Ob du’s glaubst oder nicht: SCHALKE FÜHRT! Harit bringt den Standard auf den Kopf von Thiaw, der einnickt. Und wieso eigentlich nicht? Wieso soll Schalke heute nicht auch die Fußballwelt aus den Angeln heben und ein Spiel gewinnen? Ich meine, der BER wird morgen eröffnet…
Die 11FREUNDE-Taktikanalyse klärt auf – Stuttgarts realtaktische Aufstellung nach der Schalker Führung:
Stelle mir gerade vor, die Schalker gehen mit dieser Führung tatsächlich in die Pause. Und dann finden sie sich langsam ein, bilden einen Kreis rund um Jahrhundertrainer Manuel Baum, der symbolisch Ketchup-Flaschen von der Decke regnen lässt, aber sofort beschwichtigt, denn der Mann ist Pädagoge: „Keine Sorge Jungs, ist nur Kunstblut!“ Und in die fragenden Augen hinein, Baum weiß, was ein Baum tun muss, sofort der Fokus: „Jungs, verdiente Führung! Ihr wisst, was jetzt zu tun ist!“ Und dann schauen sie sich an, seine Jungs, und dann im Chor wie aus tausend Kehlen:
Es soll Schalker Fans geben, die nie eine Führung ihrer Mannschaft erlebt haben. Wie geht das Team mit diesem Druck nun um? Wie motiviert Manuel Baum seine Spieler jetzt dran zu bleiben? Ich weiß es nicht.
Bei Stuttgart kann ich mir das schon eher vorstellen. Da sagt Matarazzo einfach: „Wenn ihr das Ding nicht dreht, verleihe ich willkürlich fünf Spieler an Schalke.“ Müsste ziehen. Auf geht’s.
Schalke erstmal weiter offensiv. Die scheinen zu wissen: Gewinnen sie das Spiel, bleiben sie mindestens über Nacht an der Jahrhundertmannschaft der Arminia dran.

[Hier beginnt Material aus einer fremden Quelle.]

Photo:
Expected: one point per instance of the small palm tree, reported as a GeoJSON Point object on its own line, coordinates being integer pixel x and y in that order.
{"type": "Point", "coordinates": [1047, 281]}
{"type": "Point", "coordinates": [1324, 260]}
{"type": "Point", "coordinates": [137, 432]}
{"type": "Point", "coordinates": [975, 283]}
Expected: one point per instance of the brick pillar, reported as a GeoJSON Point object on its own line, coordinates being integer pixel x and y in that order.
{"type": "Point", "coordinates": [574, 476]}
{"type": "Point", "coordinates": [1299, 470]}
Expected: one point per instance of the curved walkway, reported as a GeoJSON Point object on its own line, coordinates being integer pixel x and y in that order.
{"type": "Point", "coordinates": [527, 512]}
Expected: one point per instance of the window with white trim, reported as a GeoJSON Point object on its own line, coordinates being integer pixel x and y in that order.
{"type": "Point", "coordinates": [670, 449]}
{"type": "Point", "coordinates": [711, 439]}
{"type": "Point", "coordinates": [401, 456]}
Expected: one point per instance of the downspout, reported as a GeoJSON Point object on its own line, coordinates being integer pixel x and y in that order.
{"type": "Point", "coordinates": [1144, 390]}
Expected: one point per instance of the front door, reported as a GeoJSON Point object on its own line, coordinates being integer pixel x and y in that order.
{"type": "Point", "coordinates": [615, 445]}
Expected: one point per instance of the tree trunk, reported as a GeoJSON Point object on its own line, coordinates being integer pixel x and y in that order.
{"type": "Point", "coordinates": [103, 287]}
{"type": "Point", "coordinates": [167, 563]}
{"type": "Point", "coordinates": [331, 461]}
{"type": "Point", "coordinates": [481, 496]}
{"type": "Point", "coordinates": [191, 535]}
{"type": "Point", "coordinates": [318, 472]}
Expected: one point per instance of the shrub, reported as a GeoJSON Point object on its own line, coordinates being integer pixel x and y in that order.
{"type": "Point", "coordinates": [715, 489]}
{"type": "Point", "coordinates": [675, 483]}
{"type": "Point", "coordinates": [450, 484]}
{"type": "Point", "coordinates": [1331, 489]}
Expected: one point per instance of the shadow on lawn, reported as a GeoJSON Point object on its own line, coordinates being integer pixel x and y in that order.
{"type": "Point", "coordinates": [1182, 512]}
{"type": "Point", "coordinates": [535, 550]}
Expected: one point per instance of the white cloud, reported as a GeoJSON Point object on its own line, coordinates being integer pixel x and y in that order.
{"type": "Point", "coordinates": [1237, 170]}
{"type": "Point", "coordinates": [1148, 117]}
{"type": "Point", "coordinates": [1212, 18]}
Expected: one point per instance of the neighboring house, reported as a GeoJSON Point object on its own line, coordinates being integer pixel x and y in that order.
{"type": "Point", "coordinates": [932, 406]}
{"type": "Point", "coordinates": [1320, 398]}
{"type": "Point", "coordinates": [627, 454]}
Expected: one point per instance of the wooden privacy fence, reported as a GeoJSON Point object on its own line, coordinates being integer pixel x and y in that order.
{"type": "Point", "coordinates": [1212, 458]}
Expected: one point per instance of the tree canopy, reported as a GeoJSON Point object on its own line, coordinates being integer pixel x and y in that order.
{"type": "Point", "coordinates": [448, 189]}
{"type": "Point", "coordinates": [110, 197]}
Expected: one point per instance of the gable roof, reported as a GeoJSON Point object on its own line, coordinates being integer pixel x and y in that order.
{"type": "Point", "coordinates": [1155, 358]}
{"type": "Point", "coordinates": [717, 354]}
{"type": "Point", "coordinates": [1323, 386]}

Also, das ist wirklich kein Spiel für Stürmer bislang. Eigentlich ist es nichtmal ein Spiel für Fleischereifachverkäufer oder Bankangestellte. Ich bemühe trotzdem mal eine Zwischenbilanz der Angreifer: Auf einer Skala von Orlando Engelaar bis Ebbe Sand, gibt Schalkes Pacencia bislang einen astreinen Ciprian Marica ab. Auf der anderen Seite bietet Kalajdzic hier zwischen Mario Gomez und Federico Macheda eine grundsoliden Sergiu Radu an.
Nicolas Gonzalez gleicht für den VfB aus. Per Elfmeter. Nach einem VAR-Handspiel. Und ich bin inspiriert für ein Halloween-Kostüm. Ich gehe als Sorgenfalte von Manuel Baum.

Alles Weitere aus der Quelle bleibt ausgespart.